Once again, someone is on the ABNA (Amazon Breakthrough Novel Awards) discussion board offering writers a once-in-a-lifetime opportunity: Write original fiction for me, for free, and you'll get . . . wait for it . . . EXPOSURE!

I can kind of see how people who don't write for a living would devalue the written word. They don't get it, because they don't know how hard it is. But for fellow writers to ask you to write for free? Shameful.

That's not to say writing for free doesn't have its place. Charity work, for one. Certainly, if you're giving back through your talents, free is cool. Another is "Guest Blogger" where you're selling yourself and expressing your opinions, or even a reciprocal trade.

But when you give work away, you're basically saying YOU yourself don't value your work, your labor, your creative ideas and talent. There is nothing that says professional like putting a dollar value on your work. Even if it's nominal, you have to give yourself credit.

Writers used to be paid by the word, and while that's not always the case any longer, you should still think of your work in terms of dollars. When you sit down, put a dollar figure to each word. Let's say 3 cents a word, for example. When you start writing each day, think of the dollars that piece is worth. A 500-word flash fiction mystery = $15. A thousand words on your manuscript = $30.

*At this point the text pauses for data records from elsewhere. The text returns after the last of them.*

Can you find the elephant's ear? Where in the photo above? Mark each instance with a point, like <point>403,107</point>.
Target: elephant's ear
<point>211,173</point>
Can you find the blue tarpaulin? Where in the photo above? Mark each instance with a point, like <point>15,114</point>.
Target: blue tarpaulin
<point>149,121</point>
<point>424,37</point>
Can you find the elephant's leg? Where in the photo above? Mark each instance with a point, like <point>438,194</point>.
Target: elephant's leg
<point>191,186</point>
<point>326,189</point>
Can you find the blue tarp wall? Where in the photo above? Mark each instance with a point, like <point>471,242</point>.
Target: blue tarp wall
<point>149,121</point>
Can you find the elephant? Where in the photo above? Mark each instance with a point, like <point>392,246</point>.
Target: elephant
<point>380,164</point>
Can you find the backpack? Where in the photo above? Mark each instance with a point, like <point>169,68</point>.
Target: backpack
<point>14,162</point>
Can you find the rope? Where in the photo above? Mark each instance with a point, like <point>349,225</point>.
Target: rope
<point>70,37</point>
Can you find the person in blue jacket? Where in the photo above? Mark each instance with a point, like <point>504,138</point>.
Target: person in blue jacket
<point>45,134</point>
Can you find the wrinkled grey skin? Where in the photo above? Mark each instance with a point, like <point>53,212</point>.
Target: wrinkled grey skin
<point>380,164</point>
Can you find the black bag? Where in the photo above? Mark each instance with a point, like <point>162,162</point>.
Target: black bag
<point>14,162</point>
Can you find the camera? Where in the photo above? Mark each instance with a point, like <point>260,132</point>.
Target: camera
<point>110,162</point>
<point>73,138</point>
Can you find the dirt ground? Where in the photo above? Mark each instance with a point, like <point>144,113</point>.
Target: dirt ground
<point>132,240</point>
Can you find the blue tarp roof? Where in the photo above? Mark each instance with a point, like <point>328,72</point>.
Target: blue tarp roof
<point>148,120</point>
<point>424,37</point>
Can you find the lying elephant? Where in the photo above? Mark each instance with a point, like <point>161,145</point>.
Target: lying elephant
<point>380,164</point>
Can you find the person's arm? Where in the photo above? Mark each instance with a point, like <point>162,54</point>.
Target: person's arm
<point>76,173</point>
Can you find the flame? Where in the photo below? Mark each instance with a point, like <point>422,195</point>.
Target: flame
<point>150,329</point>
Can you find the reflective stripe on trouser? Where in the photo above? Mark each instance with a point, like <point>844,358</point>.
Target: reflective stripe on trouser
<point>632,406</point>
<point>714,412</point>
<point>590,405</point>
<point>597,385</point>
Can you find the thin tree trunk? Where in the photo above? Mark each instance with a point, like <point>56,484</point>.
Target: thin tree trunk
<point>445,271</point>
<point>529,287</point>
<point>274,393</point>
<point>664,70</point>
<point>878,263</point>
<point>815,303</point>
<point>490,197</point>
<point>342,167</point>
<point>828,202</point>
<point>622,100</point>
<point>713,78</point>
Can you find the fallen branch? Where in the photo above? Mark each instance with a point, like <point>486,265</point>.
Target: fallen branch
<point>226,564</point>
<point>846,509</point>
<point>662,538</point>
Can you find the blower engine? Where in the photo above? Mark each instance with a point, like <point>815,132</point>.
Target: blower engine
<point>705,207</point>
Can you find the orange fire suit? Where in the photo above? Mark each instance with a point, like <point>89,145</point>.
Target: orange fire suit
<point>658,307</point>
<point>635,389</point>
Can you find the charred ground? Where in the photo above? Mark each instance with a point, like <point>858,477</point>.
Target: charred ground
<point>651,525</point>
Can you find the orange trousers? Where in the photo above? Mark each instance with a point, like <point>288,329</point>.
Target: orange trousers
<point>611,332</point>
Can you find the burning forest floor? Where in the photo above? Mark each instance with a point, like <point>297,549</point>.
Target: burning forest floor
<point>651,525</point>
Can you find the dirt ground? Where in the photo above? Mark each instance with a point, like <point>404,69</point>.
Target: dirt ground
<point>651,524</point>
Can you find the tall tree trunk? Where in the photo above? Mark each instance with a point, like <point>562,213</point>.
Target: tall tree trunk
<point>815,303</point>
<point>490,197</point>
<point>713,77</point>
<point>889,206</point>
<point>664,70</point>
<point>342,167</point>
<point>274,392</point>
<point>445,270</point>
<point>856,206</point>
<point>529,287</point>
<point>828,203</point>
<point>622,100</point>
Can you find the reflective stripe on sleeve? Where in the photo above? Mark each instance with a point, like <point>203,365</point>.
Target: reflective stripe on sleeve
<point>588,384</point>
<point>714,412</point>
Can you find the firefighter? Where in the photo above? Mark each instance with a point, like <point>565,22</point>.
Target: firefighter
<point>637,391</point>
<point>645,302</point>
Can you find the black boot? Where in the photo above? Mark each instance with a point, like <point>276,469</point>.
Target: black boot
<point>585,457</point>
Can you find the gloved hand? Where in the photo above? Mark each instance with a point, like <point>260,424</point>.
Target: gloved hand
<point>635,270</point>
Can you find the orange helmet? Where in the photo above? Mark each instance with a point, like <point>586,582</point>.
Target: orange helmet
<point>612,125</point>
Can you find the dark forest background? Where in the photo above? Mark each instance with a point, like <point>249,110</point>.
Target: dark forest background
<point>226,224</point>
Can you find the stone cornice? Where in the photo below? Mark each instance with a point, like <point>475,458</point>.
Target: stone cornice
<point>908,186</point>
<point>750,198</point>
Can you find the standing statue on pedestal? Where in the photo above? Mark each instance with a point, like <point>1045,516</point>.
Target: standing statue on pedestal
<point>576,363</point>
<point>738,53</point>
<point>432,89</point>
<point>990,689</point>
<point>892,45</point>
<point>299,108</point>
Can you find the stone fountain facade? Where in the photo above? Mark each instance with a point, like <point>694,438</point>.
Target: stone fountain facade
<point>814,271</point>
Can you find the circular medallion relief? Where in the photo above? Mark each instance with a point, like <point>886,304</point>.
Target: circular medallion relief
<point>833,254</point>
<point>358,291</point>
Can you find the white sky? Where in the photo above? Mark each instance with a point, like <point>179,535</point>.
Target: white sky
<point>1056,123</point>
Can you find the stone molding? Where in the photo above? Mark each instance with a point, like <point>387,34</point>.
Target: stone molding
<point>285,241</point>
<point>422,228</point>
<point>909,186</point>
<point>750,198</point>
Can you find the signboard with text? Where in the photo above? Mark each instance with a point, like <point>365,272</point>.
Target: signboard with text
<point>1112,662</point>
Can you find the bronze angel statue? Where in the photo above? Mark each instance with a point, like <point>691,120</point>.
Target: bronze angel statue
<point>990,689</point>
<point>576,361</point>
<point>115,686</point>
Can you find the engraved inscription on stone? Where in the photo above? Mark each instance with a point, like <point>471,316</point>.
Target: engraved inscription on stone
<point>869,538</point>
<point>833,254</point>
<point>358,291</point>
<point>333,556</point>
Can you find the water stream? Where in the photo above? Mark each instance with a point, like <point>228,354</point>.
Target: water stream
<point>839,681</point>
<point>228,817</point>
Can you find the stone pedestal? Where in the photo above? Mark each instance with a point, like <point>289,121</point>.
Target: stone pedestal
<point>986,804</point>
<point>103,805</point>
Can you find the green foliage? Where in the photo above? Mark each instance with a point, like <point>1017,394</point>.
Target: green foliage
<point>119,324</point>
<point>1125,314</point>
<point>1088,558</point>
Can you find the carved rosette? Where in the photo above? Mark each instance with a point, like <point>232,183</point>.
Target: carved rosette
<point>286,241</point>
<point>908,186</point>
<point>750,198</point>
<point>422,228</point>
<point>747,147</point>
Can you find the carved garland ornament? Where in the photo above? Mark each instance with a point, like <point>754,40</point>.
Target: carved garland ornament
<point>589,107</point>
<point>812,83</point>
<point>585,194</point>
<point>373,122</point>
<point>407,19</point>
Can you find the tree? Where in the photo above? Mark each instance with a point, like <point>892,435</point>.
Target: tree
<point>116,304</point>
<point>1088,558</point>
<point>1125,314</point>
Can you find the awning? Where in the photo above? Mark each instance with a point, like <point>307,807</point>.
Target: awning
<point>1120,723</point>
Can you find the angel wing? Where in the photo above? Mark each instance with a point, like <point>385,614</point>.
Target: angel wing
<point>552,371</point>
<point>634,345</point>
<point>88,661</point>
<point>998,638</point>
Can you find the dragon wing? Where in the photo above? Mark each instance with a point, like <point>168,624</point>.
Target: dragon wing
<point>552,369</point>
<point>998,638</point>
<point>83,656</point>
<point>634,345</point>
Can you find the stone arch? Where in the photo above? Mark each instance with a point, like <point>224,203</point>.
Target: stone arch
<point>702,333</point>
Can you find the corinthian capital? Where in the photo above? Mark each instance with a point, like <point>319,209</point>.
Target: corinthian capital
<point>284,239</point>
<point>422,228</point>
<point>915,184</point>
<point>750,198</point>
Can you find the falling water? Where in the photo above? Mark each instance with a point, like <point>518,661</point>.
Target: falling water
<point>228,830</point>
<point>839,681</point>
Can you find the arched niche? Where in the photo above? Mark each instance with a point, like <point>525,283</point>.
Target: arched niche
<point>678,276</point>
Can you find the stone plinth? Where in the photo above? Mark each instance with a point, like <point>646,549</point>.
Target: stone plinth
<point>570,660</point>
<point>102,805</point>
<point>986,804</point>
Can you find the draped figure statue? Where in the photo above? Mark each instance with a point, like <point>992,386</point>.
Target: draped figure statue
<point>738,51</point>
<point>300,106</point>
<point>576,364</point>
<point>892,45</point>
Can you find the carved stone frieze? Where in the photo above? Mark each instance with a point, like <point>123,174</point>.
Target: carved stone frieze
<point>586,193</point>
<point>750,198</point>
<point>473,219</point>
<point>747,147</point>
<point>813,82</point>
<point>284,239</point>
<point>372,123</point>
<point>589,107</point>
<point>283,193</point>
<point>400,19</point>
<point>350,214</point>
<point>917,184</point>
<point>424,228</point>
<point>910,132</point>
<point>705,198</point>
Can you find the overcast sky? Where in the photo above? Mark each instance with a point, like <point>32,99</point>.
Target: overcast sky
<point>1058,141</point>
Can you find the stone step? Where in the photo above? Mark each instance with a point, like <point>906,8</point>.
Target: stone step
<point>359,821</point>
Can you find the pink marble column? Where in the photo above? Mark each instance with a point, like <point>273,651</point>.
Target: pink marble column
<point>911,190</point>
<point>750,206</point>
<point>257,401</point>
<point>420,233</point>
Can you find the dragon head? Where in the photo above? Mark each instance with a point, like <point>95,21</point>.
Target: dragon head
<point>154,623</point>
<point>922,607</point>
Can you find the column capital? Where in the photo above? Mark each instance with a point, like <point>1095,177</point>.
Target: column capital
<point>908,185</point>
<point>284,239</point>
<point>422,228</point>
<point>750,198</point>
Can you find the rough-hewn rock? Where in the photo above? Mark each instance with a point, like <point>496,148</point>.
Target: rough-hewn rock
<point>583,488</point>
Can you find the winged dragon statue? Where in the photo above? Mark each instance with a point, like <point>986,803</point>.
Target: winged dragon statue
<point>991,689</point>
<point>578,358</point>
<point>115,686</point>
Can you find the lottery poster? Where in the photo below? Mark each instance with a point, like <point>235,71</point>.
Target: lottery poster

Seems kind of low, right? I mean, $15. Surely giving away $15 worth of fiction is worth the exposure, right? Not necessarily. If a Web site, magazine, blog, or other publication can't afford to pay you $15, are you really going to get $15 worth of exposure?

You wouldn't ask a plumber to come to your house and fix your sink for exposure.

Don't write for free.


  1. hmmm, now that you mention it, Im going to try that because it seems hysterically funny. I'm gonna call my plumber and ask him to fix my toilet for exposure. :)

    er, or maybe he'll take that wrong.

  2. But at least you'll get your sink fixed, right?

  3. For so, so many years, I wrote exactly as you're suggesting. Then I began to consider it, possibly, as my "gift" to the world with no money attached. But NOW, having gotten involved with this New Age thing called Money Manifestation, I believe you're entirely correct. I'm writing for money. I want money. Thanks, Jeff. Good post.

  4. Thanks, though I may be in the minority with my opinion.

    When I started out, I was in the camp of "get my name out there, and money will come later." Bylines and credits are very enticing lures. I was fortunate (or maybe not) earlier on to meet a very successful short fiction writer who explained to me that by working for free I devalue that entire market, not just myself.

    It took me time to see it his way, as I still got giddy over contributor's copies and seeing my name in lights. However, once I got that first check, I realized that I like money. Over the years, I've had thousands of bylines with fiction, nonfiction, newspapers, and magazines. I don't NEED to see my name, but I still NEED money.

    The root of all evil, it never changes.

  5. The plumber always gets exposure. Directly on his ass crack.

    I think it's okay to write for free for yourself or because you want to, but for someone to ask for it, um, a little tacky.